O poeta Blake procurou levar a imaginação de volta às suas
origens divinas:
O eterno Corpo
do Homem é A Imaginação, ou seja, o próprio Deus O Corpo Divino: Jesus: somos
seus Membros.
Ele se
manifesta em suas Obras de Arte (Na Eternidade Tudo é Visão).9
Blake achava que o artista era o sacerdote da imaginação e
que estava mais perto da verdadeira visão espiritual do que o filósofo.
Lembramos a sua figura mitológica pessoal para a vida criativa, Los, o fogoso artista ferreiro com sua
raiva e paixão, o adversário de Urizen
— personificação da “tua razão” (ver lhe Four Zoas).
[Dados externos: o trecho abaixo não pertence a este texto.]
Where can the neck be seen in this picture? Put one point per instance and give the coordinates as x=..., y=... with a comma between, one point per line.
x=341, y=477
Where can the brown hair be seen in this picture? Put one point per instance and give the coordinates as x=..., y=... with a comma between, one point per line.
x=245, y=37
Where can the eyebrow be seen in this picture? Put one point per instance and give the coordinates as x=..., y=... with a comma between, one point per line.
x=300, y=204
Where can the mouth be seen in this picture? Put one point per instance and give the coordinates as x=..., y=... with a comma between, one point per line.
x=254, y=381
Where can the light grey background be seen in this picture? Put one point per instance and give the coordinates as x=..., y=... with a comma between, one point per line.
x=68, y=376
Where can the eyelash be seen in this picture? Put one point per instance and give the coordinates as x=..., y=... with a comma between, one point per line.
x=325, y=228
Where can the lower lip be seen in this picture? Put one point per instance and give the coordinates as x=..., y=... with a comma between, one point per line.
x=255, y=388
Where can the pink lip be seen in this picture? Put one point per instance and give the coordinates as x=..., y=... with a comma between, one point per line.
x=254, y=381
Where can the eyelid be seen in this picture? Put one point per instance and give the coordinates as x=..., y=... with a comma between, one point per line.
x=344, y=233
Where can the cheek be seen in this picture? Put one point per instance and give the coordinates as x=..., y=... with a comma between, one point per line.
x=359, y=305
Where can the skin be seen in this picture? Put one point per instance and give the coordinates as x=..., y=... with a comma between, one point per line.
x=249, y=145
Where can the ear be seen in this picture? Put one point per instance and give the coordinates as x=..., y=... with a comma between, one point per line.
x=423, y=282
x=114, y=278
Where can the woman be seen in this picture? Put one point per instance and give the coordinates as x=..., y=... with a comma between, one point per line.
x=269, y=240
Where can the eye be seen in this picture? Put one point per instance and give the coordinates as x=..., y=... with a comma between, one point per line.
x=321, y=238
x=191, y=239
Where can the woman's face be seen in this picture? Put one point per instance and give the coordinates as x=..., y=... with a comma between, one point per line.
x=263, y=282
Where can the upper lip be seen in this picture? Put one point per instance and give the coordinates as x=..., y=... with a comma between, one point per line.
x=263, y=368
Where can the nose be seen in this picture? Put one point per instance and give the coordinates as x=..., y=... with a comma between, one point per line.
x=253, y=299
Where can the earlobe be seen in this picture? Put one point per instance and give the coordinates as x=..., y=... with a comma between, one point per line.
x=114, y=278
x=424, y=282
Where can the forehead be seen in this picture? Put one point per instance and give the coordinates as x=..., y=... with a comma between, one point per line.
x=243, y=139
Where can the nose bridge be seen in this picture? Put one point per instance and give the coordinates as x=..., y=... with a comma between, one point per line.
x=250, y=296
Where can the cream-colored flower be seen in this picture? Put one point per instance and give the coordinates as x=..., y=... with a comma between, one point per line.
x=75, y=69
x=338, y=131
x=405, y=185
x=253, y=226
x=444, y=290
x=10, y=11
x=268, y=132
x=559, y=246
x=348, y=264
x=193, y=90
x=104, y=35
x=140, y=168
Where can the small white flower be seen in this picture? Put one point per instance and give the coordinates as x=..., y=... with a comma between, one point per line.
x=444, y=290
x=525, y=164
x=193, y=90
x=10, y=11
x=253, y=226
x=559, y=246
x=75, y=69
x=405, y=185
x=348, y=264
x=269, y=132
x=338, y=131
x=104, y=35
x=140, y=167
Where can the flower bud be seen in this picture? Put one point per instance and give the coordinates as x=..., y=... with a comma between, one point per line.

Também Coleridge, como já disse, reconhecia uma forma
primária de imaginação, não baseada em objetos do mundo exterior — função
meramente de espelho — mas no poder criativo e visionário da própria vida. O poeta ou artista criador é o iogue do
Ocidente, que estabelece relação com essa função mais profunda da imaginação.
Ao contrário do iogue, ele não busca banir toda a ilusão para encontrar a
verdade única. Ele procura, mais como o xamã, as verdades nas ilusões, e
partilha as visões.
A alma ou imaginação não se ocupa da simples matéria ou do
espírito puro; usando uma expressão abrangente, ela uma atividade
psicossomática, que, como um arco-íris, liga extremos harmoniosamente e produz
um “novo nível de ser”, um “terceiro”, que nada mais é do que a própria alma.
A alma cria-se a si
mesma, imaginando-se, e existe apenas enquanto imagina. A verdade e a realidade
da alma são criadas e existem no que é criado. A imaginação é uma ocorrência
autônoma, auto-originadora, simples presenciar, o “alguma coisa” que, como
diriam os budistas, é “apenas assim”. No sentido rigoroso da palavra, é uma
experiência colorida.
Hillman, que inspirou boa parte do pensamento de Avens,
sugeriu, em seu clássico Revisioning Psychology, que a psique tem uma
necessidade fundamental de ver através de si mesma, de tornar transparentes as
idéias e imagens que sempre parecem reais (a raiz latina de “real” é res;
literalmente, “coisa”) quando nos ocorrem.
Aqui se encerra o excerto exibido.